Иоанн ответил посланием столь же наглым, как и первое. Он требовал "по-хорошему" убраться из Болгарии, грозя в противном случае изгнать русов из нее. Более того, он язвительно напомнил Святославу о гибели флота его отца под струями византийских огнеметов. Он даже приплел здесь и последующую печальную участь Сына Сокола. Именно из письма Цимисхия стали известны историкам подробности про два дерева, меж которых его разорвали, и про участие в его гибели загадочных для большинства историков "германцев". И вряд ли эти подробности появились здесь случайно. Версия, предложенная мною в главе "Убийство в Древлянской земле", полностью оправдывает упоминание об участи Игоря в послании Иоанна. Цимисхий недвусмысленно намекает на участие пособников Византии в его убийстве и угрожает Святославу, подразумевая, что очередные "германцы" могут оказаться и рядом с ним. Увы, как показали последующие события — император не совсем блефовал. "Если ты вынудишь ромейскую силу выступить против тебя, — грозил император, — ты найдешь погибель здесь со всем твоим войском, и ни один факелоносец не прибудет в Скифию, чтобы возвестить о постигшей вас страшной участи". Скифия здесь, конечно, Русь. Факелоносцами же в древней Спарте называли полковых жрецов, сопровождавших войска спартанцев в походы, и почитавшихся неприкосновенными. Гибель факелоносца была метафорой, символом гибели всей армии до единого человека. Намекает ли здесь Цимисхий на эту метафору (что было бы странно в письме кавказского солдафона вождю варваров), или подразумевает, что в русском войске были подобные жрецы? Трудно сказать. Наверняка, какие-то полковые жрецы в воинстве Святослава были. Можно вспомнить искалеченного тевтонами жреца Стойгнева и Накона, захваченного в плен после битвы на Раксе. Но это — все, что мы можем по этому поводу сказать.
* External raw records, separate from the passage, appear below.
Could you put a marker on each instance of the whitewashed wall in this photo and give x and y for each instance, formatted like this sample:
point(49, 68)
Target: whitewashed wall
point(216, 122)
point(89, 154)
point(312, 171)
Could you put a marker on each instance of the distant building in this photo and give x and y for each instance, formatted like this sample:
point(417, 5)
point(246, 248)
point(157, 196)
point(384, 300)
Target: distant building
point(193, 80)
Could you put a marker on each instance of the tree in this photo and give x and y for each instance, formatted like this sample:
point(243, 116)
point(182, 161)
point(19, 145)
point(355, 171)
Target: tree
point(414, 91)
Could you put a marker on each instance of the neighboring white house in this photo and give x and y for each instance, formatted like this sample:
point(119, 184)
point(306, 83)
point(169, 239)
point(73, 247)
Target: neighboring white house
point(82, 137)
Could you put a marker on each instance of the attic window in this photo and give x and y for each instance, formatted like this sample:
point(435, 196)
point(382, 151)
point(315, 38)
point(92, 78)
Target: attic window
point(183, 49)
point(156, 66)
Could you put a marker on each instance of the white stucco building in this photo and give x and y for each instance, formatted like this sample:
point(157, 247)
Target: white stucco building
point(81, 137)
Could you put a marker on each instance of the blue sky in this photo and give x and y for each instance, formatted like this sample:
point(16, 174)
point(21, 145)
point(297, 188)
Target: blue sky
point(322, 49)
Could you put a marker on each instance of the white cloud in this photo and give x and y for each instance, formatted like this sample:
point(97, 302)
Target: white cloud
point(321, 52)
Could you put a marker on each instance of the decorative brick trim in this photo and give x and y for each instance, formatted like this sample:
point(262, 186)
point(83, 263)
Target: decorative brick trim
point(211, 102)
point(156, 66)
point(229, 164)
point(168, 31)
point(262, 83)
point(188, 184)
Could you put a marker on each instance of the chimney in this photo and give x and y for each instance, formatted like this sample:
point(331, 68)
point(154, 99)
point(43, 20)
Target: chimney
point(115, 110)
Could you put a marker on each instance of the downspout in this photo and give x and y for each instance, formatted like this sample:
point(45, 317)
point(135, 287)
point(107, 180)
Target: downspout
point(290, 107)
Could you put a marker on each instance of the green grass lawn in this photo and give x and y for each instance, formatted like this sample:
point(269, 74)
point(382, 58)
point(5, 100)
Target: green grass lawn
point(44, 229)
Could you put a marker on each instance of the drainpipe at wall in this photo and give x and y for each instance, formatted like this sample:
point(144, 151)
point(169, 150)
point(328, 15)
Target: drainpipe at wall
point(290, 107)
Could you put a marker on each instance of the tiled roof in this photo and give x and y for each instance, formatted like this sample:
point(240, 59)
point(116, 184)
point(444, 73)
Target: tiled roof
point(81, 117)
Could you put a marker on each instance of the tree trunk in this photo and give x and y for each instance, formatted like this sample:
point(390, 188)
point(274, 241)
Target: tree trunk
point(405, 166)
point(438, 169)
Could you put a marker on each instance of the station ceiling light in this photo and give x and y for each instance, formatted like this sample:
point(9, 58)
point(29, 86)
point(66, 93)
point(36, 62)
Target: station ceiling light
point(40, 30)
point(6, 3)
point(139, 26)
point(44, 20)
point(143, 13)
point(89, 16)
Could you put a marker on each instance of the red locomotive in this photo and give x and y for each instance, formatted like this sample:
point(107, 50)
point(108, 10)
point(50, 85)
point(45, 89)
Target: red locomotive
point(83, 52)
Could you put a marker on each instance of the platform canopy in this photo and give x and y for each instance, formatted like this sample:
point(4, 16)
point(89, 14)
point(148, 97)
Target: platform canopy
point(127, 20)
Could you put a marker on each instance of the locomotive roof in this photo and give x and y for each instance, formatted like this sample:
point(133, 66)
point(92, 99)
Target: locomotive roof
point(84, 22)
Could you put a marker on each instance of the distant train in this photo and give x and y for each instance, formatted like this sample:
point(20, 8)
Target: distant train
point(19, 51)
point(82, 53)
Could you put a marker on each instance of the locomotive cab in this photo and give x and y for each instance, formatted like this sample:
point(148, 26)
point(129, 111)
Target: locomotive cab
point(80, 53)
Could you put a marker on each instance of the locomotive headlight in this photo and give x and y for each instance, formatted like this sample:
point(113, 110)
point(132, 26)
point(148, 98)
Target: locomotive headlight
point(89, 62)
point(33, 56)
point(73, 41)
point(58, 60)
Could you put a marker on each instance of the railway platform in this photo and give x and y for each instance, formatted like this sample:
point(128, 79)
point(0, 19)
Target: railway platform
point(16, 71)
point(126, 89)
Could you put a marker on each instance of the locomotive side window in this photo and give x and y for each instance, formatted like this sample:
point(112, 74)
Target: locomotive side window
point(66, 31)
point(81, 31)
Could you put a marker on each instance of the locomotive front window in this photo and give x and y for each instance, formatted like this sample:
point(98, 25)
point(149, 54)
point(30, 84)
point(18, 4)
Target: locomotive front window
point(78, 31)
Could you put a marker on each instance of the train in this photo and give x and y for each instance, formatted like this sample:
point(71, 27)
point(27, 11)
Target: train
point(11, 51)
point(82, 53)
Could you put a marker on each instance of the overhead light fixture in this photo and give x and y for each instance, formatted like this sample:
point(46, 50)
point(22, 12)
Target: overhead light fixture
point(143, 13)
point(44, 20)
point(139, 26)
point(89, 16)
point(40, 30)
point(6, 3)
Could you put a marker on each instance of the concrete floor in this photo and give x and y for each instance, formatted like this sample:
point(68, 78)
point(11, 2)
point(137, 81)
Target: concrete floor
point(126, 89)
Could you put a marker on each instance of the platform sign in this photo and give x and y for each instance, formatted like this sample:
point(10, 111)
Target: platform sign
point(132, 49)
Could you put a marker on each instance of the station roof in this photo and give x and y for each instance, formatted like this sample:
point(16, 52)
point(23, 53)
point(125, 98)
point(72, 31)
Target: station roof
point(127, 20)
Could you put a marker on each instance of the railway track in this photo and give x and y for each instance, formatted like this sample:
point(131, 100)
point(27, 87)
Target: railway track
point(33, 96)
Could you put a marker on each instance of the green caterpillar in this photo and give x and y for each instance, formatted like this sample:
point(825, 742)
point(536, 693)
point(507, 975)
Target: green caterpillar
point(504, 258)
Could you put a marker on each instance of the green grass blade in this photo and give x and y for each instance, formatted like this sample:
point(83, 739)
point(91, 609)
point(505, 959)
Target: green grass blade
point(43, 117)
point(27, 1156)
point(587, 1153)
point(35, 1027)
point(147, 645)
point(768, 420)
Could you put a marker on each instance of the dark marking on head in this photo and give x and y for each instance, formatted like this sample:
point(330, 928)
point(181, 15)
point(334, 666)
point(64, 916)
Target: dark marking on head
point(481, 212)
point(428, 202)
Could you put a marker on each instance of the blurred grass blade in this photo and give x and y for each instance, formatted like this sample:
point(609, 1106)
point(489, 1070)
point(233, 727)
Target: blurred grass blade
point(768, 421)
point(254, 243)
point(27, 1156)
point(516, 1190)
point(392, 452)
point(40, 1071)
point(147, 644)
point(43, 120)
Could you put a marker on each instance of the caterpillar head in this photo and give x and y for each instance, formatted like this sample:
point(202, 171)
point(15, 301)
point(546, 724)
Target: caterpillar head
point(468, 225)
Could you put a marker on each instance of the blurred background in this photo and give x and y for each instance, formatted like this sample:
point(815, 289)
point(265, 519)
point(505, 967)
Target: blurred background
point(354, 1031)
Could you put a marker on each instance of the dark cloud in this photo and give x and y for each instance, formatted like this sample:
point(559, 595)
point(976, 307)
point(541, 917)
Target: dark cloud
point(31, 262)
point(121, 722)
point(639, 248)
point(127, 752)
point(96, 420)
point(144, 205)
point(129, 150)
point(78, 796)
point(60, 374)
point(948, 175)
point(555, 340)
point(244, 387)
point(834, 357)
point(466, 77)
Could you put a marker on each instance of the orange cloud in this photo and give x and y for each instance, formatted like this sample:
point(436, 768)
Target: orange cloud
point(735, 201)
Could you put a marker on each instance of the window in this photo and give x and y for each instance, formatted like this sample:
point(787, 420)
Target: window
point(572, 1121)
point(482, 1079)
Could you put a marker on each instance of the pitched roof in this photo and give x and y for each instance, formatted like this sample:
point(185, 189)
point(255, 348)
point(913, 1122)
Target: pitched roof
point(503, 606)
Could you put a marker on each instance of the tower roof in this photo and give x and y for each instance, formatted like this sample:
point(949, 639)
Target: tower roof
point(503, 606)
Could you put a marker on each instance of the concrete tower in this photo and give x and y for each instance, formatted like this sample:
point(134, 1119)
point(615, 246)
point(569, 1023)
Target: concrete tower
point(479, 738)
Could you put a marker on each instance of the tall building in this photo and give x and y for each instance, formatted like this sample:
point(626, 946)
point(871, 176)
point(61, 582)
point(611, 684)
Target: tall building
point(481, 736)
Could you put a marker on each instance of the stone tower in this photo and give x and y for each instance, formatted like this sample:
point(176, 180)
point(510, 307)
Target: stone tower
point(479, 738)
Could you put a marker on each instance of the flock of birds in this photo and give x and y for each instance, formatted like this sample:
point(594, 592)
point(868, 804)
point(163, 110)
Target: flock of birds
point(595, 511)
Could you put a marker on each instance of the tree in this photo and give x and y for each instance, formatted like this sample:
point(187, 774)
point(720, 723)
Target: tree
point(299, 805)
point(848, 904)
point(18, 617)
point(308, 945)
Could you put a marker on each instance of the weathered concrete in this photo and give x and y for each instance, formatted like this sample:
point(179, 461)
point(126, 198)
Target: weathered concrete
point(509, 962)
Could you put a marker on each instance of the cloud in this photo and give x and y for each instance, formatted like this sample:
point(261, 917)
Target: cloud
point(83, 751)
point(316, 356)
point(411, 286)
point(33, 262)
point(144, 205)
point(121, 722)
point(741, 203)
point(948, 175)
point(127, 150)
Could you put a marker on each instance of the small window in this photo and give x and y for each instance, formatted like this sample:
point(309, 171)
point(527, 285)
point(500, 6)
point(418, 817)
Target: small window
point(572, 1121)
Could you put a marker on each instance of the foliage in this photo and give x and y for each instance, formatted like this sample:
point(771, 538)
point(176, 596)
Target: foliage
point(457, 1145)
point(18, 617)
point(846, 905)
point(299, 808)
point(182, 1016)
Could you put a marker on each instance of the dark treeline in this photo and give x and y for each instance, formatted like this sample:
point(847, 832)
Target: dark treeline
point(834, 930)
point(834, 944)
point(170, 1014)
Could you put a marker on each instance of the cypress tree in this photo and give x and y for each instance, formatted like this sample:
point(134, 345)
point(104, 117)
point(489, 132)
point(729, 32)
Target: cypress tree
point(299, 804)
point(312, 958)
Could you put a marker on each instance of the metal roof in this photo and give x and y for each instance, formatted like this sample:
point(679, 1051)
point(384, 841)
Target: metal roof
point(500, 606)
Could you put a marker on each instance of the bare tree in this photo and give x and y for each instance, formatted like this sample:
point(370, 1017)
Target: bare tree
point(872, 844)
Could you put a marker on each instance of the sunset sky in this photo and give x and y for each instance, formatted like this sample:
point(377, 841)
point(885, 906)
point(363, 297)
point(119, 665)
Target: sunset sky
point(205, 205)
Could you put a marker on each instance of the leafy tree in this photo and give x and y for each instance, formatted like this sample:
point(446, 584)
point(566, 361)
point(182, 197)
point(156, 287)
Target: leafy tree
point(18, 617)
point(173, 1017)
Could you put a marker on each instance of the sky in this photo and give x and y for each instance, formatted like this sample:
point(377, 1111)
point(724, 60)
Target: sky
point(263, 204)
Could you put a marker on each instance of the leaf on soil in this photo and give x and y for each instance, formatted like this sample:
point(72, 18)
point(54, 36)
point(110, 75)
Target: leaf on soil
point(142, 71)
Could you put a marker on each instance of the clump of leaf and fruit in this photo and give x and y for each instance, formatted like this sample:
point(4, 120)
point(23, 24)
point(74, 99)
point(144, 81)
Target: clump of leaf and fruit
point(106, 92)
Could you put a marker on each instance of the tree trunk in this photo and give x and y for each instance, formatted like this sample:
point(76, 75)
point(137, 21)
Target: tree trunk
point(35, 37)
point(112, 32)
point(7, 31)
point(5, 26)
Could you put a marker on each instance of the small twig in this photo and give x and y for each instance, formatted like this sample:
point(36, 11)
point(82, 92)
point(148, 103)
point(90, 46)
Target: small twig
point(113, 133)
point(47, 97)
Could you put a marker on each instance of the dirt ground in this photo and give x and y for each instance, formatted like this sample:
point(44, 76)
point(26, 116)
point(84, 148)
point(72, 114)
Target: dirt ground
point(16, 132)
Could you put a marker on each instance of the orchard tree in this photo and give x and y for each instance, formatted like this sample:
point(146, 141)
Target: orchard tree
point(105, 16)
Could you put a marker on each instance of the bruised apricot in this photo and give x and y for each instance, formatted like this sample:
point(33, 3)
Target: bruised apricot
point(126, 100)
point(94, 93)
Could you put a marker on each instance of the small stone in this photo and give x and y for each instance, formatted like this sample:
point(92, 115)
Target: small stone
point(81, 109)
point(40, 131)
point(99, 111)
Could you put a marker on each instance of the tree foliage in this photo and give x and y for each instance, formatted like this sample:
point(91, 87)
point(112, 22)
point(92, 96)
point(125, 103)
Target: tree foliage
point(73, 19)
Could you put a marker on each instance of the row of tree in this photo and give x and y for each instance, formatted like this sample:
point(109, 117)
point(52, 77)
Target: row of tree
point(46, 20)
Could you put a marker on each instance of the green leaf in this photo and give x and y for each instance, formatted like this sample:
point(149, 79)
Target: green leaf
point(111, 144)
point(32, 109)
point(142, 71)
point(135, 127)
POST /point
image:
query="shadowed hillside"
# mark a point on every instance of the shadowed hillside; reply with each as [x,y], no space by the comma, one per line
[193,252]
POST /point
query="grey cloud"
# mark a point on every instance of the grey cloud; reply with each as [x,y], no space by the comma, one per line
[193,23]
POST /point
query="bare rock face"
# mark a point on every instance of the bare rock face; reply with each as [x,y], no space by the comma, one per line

И снова хамство Цимисхия получила достойный ответ. В своем послании Святослав вежливо советует цесарю не утруждать себя путешествием в далекую горную страну варваров. Скоро он, Святослав, намерен сам разбить свои шатры под стенами Царя городов. Если же сам Цимисхий осмелится встретить русов в чистом поле, то он на деле узнает, что русы — "не какие-нибудь ремесленники, добывающие средства к пропитанию трудами рук своих, а мужи крови, оружием побеждающие врага. Твои же угрозы способны напугать разве что очень уж изнеженную бабу или грудного младенца", презрительно завершает послание Святослав. Он подтверждает свое намерение захватить Константинополь.
Русская летопись передает речи князя более лаконично, но смысл остается тот же. "Хочу на вы идти и взяти ваш град, аки сей", сообщал Святослав, согласно ей, в Царьград из Переяславца.
Прозвучало грозное "иду на вы". И вслед за спешащими с ответом князя в Константинополь гонцами двинулось войско Святослава.